Colocou no toca-discos uma coletânea com as melhores sinfonias de Vivaldi para tocar e se sentou em sua poltrona perto da janela para abrir seus presentes. Comprou para si um disco de vinil raro, do seu violinista favorito, para adicionar a sua coleção. Abriu o pacote que Minho lhe deu, viu a biografia de seu pintor favorito, Vincent Van Gogh. Espantou-se pelo outro ter acertado em cheio no presente.

Respirou fundo, apreciando a bela sinfonia se misturar com um burburinho que vem de fora do seu apartamento. Taehyung se levantou, indo até a pequena varanda. Descobriu que seu vizinho está a dar uma festa de natal. Se lembrou da última vez que passou esse feriado com sua família. Foram anos atrás, antes de se mudar para Seul. Seu irmão já estava seguindo a carreira diplomática e passava pouco tempo — nenhum, na verdade — em casa. Eram apenas Taehyung, sua mãe e seu pai. Os três juntos fazendo a ceia e trocando presentes. Sua mãe lhe dera um violino novo de luxuosa fabricação. Ao tocar, sentia a música percorrendo dentro de si. Até hoje o usa. Naquela época, se sentia menos sozinho do que agora, na grande metrópole.

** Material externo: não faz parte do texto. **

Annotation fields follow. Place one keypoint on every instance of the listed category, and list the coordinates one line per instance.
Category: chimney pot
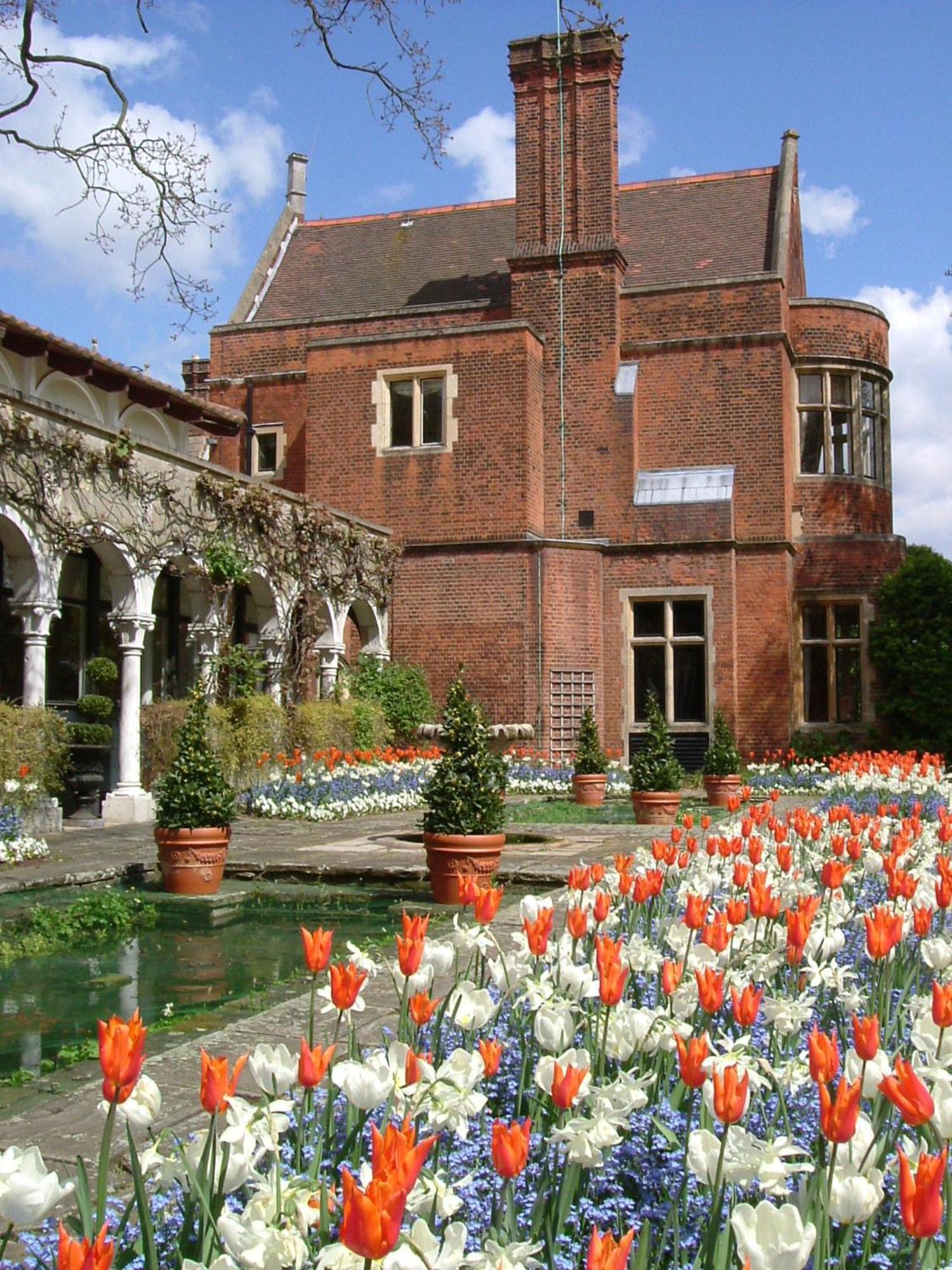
(298, 184)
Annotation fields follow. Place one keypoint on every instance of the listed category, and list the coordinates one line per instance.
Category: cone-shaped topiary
(656, 769)
(468, 788)
(194, 794)
(590, 758)
(723, 758)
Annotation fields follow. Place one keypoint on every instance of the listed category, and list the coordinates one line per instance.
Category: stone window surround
(262, 430)
(380, 397)
(628, 596)
(857, 371)
(866, 614)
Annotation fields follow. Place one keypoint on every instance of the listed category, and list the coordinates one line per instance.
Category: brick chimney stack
(567, 124)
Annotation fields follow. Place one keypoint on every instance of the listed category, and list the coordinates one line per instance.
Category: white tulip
(774, 1239)
(554, 1028)
(29, 1191)
(855, 1197)
(365, 1085)
(272, 1067)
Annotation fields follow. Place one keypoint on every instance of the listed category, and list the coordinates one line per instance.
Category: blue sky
(706, 88)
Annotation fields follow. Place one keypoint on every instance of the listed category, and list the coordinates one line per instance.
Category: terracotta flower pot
(192, 862)
(590, 791)
(653, 807)
(453, 854)
(719, 789)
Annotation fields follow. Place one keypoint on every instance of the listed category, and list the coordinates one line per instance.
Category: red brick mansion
(620, 445)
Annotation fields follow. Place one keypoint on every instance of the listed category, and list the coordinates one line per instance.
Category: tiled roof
(671, 232)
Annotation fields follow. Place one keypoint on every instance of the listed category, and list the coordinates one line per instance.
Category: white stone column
(36, 615)
(331, 657)
(129, 802)
(272, 650)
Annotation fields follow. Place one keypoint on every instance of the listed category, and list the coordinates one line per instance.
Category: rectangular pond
(202, 954)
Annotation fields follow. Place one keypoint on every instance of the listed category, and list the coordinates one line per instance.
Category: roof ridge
(411, 211)
(700, 178)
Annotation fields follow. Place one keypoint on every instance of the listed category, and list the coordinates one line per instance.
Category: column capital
(131, 629)
(36, 615)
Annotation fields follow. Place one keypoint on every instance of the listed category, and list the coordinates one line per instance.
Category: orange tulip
(492, 1052)
(691, 1059)
(824, 1056)
(484, 907)
(907, 1092)
(317, 948)
(696, 912)
(409, 954)
(942, 1004)
(397, 1156)
(511, 1147)
(83, 1255)
(577, 923)
(313, 1064)
(422, 1009)
(672, 973)
(866, 1037)
(373, 1219)
(921, 1198)
(606, 1253)
(416, 928)
(538, 933)
(122, 1052)
(747, 1005)
(838, 1114)
(346, 984)
(731, 1094)
(710, 990)
(567, 1084)
(216, 1088)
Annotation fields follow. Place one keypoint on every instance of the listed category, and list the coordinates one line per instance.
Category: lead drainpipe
(562, 271)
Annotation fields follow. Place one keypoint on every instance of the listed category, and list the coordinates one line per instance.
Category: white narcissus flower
(274, 1069)
(470, 1008)
(554, 1028)
(365, 1085)
(30, 1192)
(855, 1197)
(774, 1239)
(142, 1107)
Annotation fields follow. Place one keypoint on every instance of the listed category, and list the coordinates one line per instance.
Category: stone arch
(65, 392)
(148, 426)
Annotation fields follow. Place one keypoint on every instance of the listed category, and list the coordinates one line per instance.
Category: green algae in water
(197, 957)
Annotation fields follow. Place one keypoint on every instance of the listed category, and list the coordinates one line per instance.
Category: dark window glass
(814, 622)
(846, 622)
(841, 391)
(817, 707)
(689, 617)
(432, 394)
(850, 698)
(841, 444)
(812, 389)
(649, 618)
(690, 695)
(812, 457)
(402, 413)
(267, 451)
(649, 675)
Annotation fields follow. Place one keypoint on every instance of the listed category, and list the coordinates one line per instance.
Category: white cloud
(831, 213)
(40, 196)
(635, 135)
(921, 402)
(487, 143)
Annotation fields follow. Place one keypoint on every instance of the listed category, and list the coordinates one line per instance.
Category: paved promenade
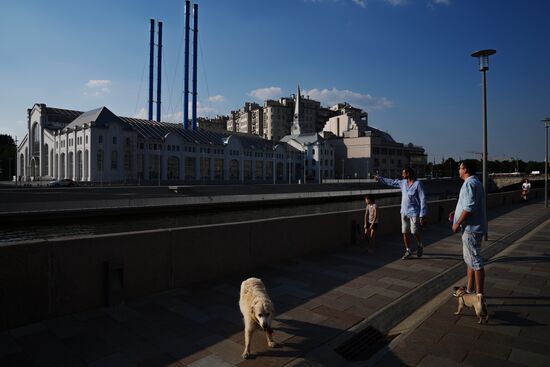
(322, 301)
(518, 332)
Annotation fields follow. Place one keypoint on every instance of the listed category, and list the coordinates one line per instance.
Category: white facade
(98, 146)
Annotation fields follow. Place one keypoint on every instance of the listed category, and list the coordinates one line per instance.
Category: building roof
(387, 137)
(100, 117)
(154, 130)
(61, 115)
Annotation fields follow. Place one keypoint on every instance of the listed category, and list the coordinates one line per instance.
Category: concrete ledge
(44, 279)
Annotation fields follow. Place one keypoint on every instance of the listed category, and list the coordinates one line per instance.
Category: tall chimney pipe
(151, 67)
(195, 37)
(159, 71)
(186, 70)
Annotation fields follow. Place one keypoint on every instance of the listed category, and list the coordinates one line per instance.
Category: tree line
(8, 164)
(449, 167)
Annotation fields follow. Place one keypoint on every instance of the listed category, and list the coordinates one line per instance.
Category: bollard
(114, 282)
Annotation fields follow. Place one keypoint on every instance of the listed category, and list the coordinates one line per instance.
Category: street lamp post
(159, 170)
(483, 57)
(546, 125)
(289, 170)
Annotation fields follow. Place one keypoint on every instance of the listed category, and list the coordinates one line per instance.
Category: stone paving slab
(518, 331)
(319, 299)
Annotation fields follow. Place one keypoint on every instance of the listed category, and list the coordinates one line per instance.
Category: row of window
(384, 161)
(388, 151)
(71, 141)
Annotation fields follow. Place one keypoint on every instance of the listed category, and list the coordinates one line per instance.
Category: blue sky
(407, 62)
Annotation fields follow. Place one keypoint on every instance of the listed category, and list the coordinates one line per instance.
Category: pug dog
(471, 300)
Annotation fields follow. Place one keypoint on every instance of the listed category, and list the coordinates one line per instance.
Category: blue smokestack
(159, 71)
(195, 36)
(186, 70)
(151, 66)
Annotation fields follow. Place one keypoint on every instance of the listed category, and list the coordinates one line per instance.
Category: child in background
(371, 221)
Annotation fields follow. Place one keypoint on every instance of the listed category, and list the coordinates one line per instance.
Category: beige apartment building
(274, 119)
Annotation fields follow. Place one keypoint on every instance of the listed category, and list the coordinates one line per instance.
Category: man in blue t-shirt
(413, 208)
(470, 218)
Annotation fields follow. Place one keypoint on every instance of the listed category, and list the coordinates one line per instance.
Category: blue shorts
(471, 249)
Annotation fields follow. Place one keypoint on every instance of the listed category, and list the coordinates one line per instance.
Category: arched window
(46, 160)
(100, 160)
(128, 154)
(173, 168)
(35, 138)
(114, 159)
(234, 169)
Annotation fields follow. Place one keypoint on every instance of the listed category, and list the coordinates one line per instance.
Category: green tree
(8, 152)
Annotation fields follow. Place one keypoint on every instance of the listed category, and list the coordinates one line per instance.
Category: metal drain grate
(364, 344)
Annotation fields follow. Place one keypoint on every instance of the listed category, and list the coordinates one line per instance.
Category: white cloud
(216, 98)
(97, 87)
(395, 2)
(142, 114)
(266, 93)
(98, 83)
(364, 101)
(432, 3)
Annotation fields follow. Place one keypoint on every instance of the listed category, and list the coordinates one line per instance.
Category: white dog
(257, 310)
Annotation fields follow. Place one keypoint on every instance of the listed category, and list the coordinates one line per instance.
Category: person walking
(469, 217)
(413, 208)
(371, 221)
(525, 188)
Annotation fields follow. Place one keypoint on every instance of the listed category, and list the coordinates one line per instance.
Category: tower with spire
(298, 115)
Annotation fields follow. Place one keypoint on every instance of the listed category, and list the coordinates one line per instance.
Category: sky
(406, 62)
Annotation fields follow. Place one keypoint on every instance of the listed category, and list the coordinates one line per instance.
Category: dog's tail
(484, 313)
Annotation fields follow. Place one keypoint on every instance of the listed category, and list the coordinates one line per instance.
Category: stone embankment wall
(45, 279)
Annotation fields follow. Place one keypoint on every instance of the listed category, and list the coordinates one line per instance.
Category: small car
(66, 182)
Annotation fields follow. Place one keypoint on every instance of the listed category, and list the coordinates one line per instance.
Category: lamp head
(483, 57)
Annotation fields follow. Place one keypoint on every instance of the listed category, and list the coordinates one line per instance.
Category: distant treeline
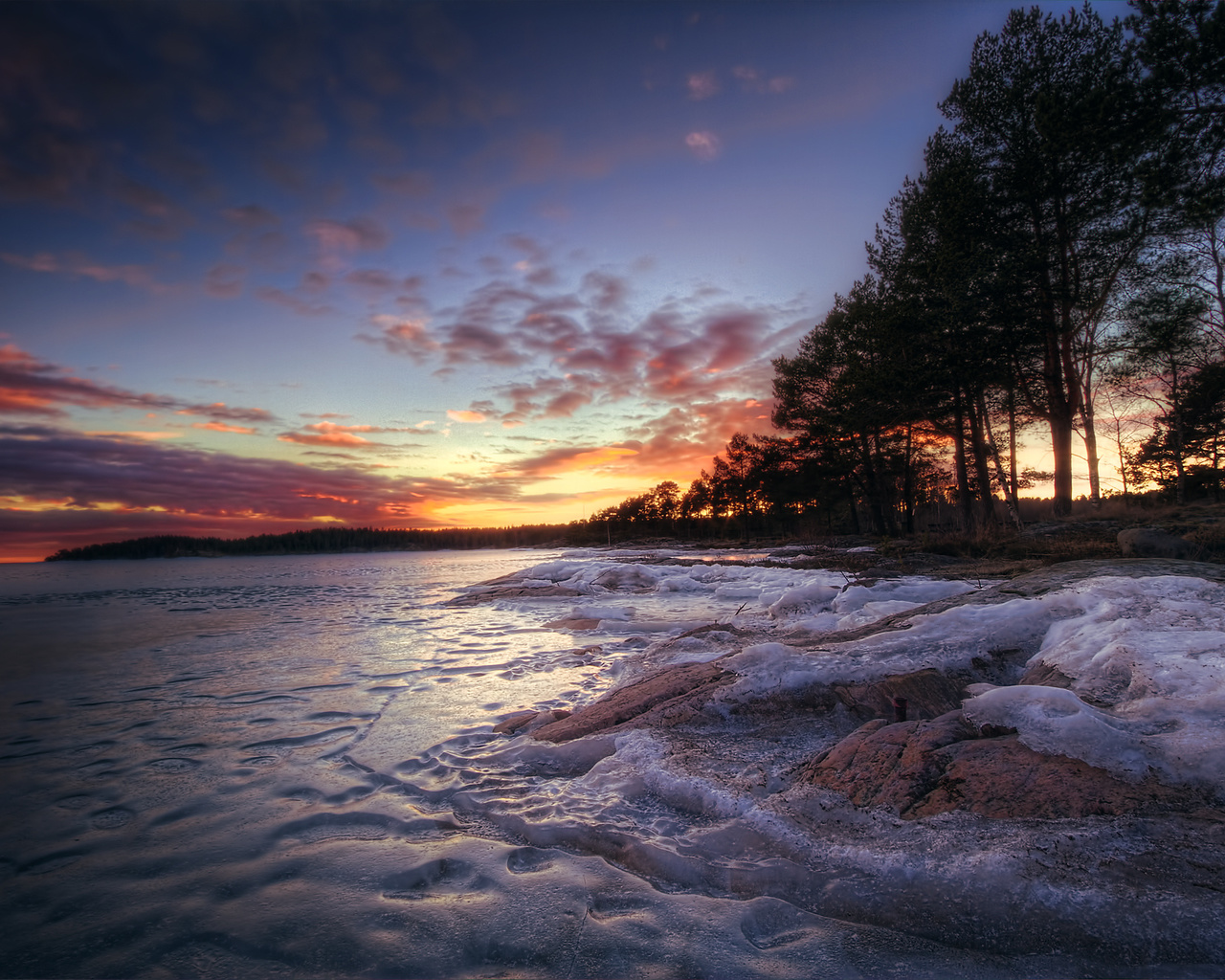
(1058, 266)
(316, 542)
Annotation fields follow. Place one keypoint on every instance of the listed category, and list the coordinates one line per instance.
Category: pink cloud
(402, 336)
(77, 265)
(338, 240)
(224, 280)
(32, 388)
(753, 81)
(703, 145)
(462, 414)
(217, 427)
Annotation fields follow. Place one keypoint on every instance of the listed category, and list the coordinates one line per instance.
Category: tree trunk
(1090, 450)
(1061, 441)
(978, 441)
(965, 503)
(1012, 446)
(1010, 495)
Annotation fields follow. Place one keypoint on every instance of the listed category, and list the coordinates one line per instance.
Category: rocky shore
(915, 753)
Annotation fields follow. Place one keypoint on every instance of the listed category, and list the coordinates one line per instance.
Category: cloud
(91, 472)
(224, 280)
(338, 240)
(272, 294)
(571, 458)
(32, 388)
(466, 218)
(329, 434)
(250, 217)
(410, 184)
(593, 346)
(703, 145)
(459, 414)
(77, 266)
(218, 427)
(702, 84)
(402, 336)
(751, 79)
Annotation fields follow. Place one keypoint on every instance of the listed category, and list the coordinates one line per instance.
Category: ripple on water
(49, 862)
(528, 860)
(171, 765)
(301, 742)
(110, 818)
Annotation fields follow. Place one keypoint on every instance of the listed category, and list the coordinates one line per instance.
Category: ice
(603, 612)
(803, 599)
(1150, 653)
(384, 810)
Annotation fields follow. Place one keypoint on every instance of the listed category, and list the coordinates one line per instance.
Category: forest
(1057, 274)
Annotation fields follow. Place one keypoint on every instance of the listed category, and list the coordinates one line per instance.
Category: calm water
(285, 767)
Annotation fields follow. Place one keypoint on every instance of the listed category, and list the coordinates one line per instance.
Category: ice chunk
(803, 599)
(603, 612)
(1058, 723)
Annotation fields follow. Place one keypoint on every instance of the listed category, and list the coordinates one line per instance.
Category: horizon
(278, 266)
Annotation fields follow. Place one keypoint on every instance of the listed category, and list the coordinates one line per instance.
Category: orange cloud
(218, 427)
(457, 414)
(327, 438)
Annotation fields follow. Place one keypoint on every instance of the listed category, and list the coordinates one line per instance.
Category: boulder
(927, 694)
(529, 721)
(666, 697)
(1154, 543)
(924, 768)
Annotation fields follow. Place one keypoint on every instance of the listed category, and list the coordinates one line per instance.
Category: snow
(1150, 653)
(1146, 657)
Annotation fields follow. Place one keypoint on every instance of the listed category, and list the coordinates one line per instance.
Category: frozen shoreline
(1134, 651)
(291, 768)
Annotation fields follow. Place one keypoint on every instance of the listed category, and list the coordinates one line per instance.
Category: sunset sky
(267, 266)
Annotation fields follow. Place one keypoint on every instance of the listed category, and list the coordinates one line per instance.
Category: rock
(923, 768)
(666, 697)
(529, 721)
(1154, 543)
(927, 694)
(1045, 675)
(574, 624)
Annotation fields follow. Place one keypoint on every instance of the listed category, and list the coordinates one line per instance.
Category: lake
(285, 767)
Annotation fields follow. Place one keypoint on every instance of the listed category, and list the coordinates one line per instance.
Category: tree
(1053, 113)
(1165, 346)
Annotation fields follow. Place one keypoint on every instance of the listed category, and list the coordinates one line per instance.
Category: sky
(270, 266)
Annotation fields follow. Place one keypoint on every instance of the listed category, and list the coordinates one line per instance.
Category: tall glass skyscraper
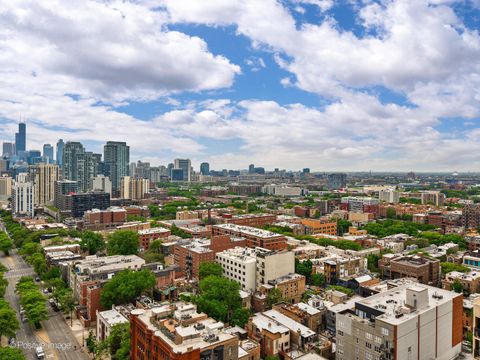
(116, 156)
(21, 139)
(60, 145)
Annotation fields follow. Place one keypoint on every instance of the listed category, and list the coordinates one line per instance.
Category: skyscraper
(21, 139)
(44, 177)
(185, 165)
(60, 145)
(23, 196)
(204, 168)
(8, 149)
(116, 156)
(48, 153)
(79, 165)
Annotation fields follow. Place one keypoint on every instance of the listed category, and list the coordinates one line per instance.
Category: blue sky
(330, 85)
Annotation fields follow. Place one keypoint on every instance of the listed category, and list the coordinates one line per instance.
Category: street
(54, 333)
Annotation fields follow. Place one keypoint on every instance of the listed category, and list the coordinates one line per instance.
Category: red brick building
(254, 237)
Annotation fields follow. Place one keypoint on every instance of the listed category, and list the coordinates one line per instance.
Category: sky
(333, 85)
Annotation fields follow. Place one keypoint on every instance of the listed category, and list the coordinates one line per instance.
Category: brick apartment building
(254, 220)
(255, 237)
(178, 332)
(190, 253)
(425, 270)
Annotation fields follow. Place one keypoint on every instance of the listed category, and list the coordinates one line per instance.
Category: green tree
(125, 286)
(5, 243)
(457, 286)
(391, 213)
(219, 297)
(11, 353)
(209, 268)
(119, 341)
(318, 279)
(123, 242)
(240, 317)
(92, 242)
(273, 297)
(8, 320)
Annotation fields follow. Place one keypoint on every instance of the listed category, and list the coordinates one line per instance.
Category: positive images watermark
(34, 345)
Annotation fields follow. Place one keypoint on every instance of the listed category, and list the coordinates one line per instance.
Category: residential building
(255, 237)
(186, 166)
(101, 183)
(6, 183)
(44, 177)
(408, 322)
(106, 320)
(336, 181)
(21, 139)
(389, 196)
(23, 196)
(433, 197)
(205, 168)
(59, 155)
(148, 235)
(134, 188)
(471, 216)
(425, 270)
(178, 332)
(116, 156)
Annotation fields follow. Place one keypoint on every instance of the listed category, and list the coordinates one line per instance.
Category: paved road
(55, 333)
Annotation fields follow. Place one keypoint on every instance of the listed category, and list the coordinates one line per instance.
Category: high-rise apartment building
(79, 165)
(8, 149)
(101, 182)
(21, 139)
(5, 187)
(186, 166)
(407, 322)
(23, 196)
(116, 156)
(59, 155)
(205, 168)
(389, 196)
(336, 181)
(44, 177)
(48, 153)
(134, 188)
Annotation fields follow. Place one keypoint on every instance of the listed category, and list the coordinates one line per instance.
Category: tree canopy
(123, 242)
(125, 286)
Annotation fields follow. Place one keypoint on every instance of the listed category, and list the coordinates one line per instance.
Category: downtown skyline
(330, 85)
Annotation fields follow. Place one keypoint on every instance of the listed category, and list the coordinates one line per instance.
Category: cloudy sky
(325, 84)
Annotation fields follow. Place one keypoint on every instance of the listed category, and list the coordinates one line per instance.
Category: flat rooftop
(248, 230)
(392, 302)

Pensa consigo que aquele homem, no apartamento do prédio ao lado, é sortudo por ter todas aquelas pessoas ao seu redor, preenchendo seu apartamento com conversa alta, música e risadas. Da janela do apartamento em frente, o vizinho em pessoa, o notou olhando-o e acenou para o cumprimentar. Assustado por ser pego ao espionar os assuntos do outro, Taehyung fechou as cortinas em timidez, deixando o homem alto confuso pela súbita saída.